Robin sees Andy the way any bishop would see a devoted member of a congregation. Everyone has challenges; Andy’s just so happens to be living with same-sex attraction. However, that doesn’t keep him from holding a calling and serving his ward family. According to Robin, Andy’s presence is a blessing to their ward.
My involvement with Andy and the Millers is devoid of any drama. There have not been any emotional rescues or long, anguished interviews with Andy on my part. Andy has not asked for any special attention, and he and his family have contributed greatly to our ward since their arrival. I say this because it seems Andy has never wanted to make a big deal about his sexual orientation.
He likes to be treated like everyone else. And why not? He is not unlike any of us.
Andy’s father, Dylan, is our Young Men president. His mother, Tonya, is a Gospel Doctrine teacher. His younger sister and brothers are active in their respective classes and quorums. Andy is a counselor in the elders quorum. He is supportive of his president and serves faithfully.
My counselors and I view Andy in the same light as we view any other ward member, or community member for that matter. He hasn’t done anything wrong that I am aware of. While he certainly is not perfect, none of us are.
Andy had already submitted his mission papers while living in his former stake and ward. The fact that Andy wanted to serve indicates that he has a testimony, a belief in our Savior and in the Restoration of the gospel. When his mission call arrived, Andy and his family found that he was called to serve in Uruguay. I was invited to join with the family as Andy was set apart by President Crandall. The scene was like every other setting apart that I have attended. The family was given the opportunity to share feelings and advice; they laughed and cried. Andy made a valiant effort to serve as a full-time missionary. But for reasons that may or may not be related to his same-sex attraction, he was unable to finish his full-time mission and was given an early release. It was not, I want to emphasize, due to any unwillingness on the part of the mission president to have Andy continue his service; rather, it was due to some mental health challenges Andy was experiencing at the time.

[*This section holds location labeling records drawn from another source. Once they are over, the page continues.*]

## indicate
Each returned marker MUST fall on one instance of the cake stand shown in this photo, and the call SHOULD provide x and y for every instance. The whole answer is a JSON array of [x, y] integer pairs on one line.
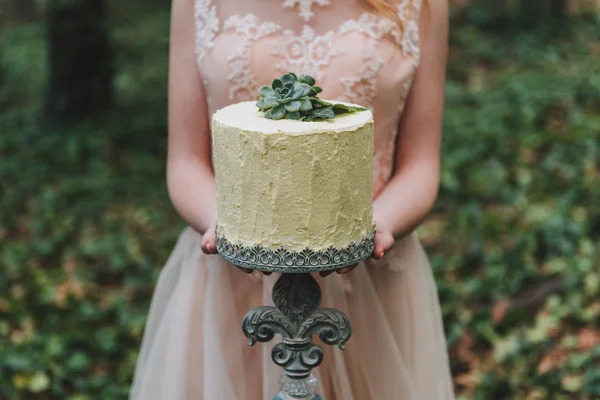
[[297, 315]]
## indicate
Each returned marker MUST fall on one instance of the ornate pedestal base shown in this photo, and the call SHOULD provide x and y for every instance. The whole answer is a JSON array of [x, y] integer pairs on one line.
[[297, 317]]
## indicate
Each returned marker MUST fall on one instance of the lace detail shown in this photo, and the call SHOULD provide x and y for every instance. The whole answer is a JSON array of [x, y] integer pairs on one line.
[[305, 54], [362, 89], [409, 12], [305, 6], [207, 26], [243, 84]]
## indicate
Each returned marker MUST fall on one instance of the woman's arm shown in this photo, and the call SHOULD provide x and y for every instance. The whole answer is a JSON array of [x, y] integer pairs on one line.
[[411, 193], [190, 177]]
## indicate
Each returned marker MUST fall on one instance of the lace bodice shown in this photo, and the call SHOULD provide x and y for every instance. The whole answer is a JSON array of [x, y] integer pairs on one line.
[[354, 54]]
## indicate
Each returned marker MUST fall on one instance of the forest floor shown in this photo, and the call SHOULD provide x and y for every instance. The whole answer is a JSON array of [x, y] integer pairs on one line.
[[86, 224]]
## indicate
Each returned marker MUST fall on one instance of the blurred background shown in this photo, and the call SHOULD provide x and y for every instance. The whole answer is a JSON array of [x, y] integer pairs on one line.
[[86, 224]]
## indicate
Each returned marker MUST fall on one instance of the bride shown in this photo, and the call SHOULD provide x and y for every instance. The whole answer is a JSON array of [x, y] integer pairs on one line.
[[389, 56]]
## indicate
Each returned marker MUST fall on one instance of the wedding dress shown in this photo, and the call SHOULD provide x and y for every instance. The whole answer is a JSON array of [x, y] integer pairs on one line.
[[193, 346]]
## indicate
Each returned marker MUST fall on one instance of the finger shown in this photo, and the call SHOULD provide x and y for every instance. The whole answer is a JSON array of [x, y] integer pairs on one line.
[[346, 270], [378, 253], [209, 246], [246, 270]]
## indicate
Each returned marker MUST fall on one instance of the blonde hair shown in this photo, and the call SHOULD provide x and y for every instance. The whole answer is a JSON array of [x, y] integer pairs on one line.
[[388, 7]]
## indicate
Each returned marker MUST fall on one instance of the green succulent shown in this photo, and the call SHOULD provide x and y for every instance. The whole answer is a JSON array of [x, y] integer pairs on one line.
[[295, 97]]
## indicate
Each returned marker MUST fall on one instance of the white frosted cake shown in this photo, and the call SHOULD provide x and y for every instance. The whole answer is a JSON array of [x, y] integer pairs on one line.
[[290, 183]]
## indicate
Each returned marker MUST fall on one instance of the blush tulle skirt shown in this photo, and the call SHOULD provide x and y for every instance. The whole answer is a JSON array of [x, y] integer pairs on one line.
[[194, 349]]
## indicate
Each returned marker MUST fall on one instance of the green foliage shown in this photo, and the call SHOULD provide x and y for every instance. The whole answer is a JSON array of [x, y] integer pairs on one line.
[[86, 225], [293, 97]]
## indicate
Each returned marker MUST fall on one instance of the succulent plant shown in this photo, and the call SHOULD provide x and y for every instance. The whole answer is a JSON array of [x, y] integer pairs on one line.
[[295, 97]]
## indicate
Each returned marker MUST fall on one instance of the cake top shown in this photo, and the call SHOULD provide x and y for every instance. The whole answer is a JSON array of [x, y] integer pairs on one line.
[[245, 116]]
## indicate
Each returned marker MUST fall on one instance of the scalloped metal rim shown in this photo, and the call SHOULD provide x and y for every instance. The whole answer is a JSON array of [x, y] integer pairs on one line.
[[260, 258]]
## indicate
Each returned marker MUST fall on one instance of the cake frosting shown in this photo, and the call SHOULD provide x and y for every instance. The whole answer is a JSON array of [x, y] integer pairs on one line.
[[292, 183]]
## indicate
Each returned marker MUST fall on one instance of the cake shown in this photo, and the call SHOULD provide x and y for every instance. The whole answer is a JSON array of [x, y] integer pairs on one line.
[[292, 184]]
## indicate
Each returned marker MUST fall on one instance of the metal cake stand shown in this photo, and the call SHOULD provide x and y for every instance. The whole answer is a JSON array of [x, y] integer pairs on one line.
[[297, 315]]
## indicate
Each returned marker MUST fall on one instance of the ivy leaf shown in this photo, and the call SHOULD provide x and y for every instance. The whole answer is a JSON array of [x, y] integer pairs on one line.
[[318, 103], [302, 88], [315, 90], [288, 78], [277, 84], [293, 106], [306, 105]]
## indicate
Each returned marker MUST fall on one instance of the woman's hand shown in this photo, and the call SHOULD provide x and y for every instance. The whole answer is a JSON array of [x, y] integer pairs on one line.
[[209, 241], [209, 246], [384, 241]]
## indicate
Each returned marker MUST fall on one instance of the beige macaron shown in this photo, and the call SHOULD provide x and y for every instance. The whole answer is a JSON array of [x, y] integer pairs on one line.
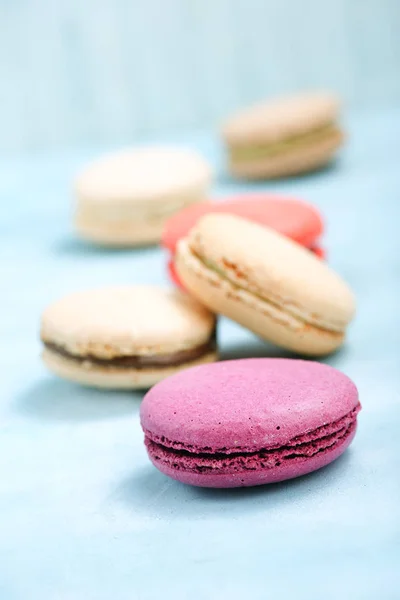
[[126, 337], [283, 137], [265, 282], [124, 199]]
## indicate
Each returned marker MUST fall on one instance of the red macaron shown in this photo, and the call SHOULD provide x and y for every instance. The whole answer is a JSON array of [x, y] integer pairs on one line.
[[293, 218]]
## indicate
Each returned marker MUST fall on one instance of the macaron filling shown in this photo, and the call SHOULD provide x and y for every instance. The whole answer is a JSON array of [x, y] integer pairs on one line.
[[245, 153], [143, 361], [187, 457], [335, 329]]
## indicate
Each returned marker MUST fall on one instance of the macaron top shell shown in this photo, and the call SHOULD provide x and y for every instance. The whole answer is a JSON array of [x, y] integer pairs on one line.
[[246, 404], [118, 321], [293, 218], [285, 117], [273, 268], [145, 174]]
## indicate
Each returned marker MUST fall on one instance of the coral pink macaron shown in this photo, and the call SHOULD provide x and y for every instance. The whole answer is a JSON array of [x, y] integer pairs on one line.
[[249, 422], [293, 218]]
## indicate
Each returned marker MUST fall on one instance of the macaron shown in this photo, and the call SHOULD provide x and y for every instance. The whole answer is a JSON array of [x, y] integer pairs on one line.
[[266, 282], [284, 136], [126, 337], [124, 199], [293, 218], [249, 422]]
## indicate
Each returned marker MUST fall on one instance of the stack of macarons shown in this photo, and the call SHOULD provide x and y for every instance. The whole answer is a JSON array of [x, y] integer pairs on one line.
[[254, 258]]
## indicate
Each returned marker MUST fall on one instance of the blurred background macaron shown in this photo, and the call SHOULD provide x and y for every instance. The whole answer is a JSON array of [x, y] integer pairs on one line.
[[294, 218], [284, 136], [126, 337], [124, 199], [266, 282]]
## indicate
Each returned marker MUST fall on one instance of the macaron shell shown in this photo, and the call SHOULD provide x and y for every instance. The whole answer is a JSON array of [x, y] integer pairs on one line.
[[129, 177], [258, 477], [279, 118], [291, 217], [292, 162], [263, 318], [271, 267], [103, 377], [119, 233], [127, 320], [247, 403]]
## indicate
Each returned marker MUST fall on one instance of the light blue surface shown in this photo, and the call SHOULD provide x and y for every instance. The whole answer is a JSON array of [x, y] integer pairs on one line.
[[107, 71], [83, 514]]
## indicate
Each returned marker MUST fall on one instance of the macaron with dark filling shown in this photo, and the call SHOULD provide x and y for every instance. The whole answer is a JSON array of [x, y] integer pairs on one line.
[[249, 422], [126, 337], [283, 136]]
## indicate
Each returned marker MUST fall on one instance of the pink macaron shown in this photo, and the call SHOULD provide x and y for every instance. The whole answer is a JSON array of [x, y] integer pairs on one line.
[[249, 422]]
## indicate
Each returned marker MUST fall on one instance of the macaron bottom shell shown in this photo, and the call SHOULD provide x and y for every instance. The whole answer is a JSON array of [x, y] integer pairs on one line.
[[301, 159], [104, 377], [256, 476], [265, 319]]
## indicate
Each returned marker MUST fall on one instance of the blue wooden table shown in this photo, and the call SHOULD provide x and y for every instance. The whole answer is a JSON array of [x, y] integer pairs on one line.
[[83, 514]]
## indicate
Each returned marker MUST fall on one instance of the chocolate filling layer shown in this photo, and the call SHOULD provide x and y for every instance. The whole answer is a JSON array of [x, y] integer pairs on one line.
[[137, 361]]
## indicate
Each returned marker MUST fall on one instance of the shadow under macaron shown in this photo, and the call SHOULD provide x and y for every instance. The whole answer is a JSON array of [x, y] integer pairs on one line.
[[149, 492]]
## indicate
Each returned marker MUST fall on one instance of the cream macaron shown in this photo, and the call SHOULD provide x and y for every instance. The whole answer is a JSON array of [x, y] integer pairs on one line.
[[124, 199], [283, 137], [265, 282], [126, 337]]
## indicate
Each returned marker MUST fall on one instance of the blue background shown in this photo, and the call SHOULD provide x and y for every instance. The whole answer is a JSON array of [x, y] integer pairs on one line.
[[83, 514], [109, 71]]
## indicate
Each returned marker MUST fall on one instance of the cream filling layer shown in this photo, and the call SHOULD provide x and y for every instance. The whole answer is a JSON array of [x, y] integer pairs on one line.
[[277, 310], [252, 152]]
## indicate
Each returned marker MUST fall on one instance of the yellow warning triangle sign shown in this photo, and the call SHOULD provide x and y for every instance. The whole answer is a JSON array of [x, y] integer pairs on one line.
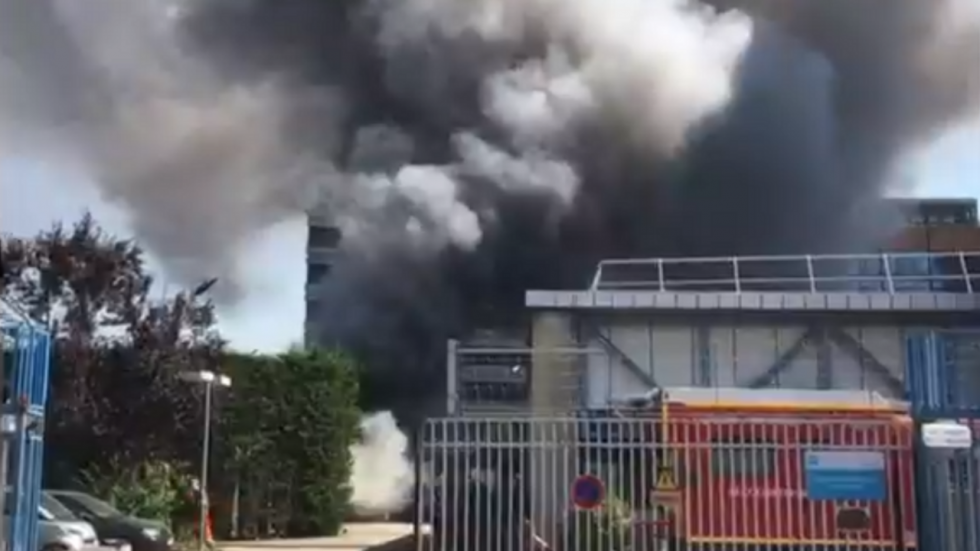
[[666, 481]]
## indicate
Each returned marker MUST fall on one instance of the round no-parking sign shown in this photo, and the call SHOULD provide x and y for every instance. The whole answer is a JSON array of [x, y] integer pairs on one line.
[[588, 492]]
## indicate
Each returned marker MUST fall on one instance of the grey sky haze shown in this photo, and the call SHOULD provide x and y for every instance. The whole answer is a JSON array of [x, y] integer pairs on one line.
[[270, 319]]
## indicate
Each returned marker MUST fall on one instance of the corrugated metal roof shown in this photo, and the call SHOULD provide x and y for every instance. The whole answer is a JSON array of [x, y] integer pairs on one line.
[[782, 396]]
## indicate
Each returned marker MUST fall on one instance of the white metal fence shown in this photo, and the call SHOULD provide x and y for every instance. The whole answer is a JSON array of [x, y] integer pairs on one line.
[[712, 481]]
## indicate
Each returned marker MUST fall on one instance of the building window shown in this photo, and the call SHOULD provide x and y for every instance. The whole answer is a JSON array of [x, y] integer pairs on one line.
[[313, 310], [316, 273], [742, 460], [323, 237]]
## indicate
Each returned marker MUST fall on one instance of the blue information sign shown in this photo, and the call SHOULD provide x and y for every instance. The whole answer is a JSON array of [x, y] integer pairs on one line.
[[588, 492], [845, 475]]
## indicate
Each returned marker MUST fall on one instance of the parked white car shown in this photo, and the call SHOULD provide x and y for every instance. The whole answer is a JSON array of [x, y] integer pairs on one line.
[[58, 528]]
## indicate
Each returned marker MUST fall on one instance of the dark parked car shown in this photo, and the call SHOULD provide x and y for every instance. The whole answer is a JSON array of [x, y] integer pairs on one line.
[[112, 524]]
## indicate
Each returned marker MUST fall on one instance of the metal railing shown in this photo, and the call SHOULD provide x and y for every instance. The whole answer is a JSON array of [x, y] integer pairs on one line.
[[690, 483], [883, 273]]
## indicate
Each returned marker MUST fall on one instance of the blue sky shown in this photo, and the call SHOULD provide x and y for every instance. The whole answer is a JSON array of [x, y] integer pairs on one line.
[[32, 197]]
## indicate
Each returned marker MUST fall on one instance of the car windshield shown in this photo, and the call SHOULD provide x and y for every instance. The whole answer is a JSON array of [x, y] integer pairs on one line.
[[55, 509], [90, 504]]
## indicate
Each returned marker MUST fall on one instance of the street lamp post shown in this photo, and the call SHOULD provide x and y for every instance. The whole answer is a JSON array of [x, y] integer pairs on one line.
[[209, 379]]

When he arrived back in our ward, I know that Andy was disappointed at not being able to finish his mission. In an interview with me, he expressed his desire to stay with the faith and serve the Lord in other ways. To my knowledge, Andy’s faith has never waivered.
Not too long after Andy’s return, his elders quorum president asked that Andy be called to serve as one of his counselors. We discussed this as a bishopric and felt like the call would be good for Andy and the members of the quorum. We felt like the call was an inspired one, and we made the recommendation to the stake president. We felt no reason to deny Andy this opportunity. Since that time, he has served faithfully and well. He attends presidency meetings, visits quorum members with the other members of the presidency, and acts in all ways like a good counselor should. When the elders quorum president is unavailable, Andy attends our ward council and priesthood executive committee meetings.
During his time in our ward, Andy has been accepted by the congregation. Many do not know of Andy’s attraction to the same gender.
Andy makes this easy by being amiable and friendly in return.
Only Andy could tell us about what it has been like for him to live in an LDS environment while experiencing same-sex attraction. But from my perspective, while quiet and reserved, he is happy and well adjusted. He has a family that is incredibly supportive and neighbors and friends who treat him with kindness and love. His presence has been a blessing to our ward.
I believe that the Savior loves us all equally and has offered Himself as a ransom for all of the Father’s children. He is no respecter of persons and invites us all to receive the fruits of the Atonement.
I believe that He is aware of Andy, knows him by name, and loves him without reservation, just as we have come to do in our ward.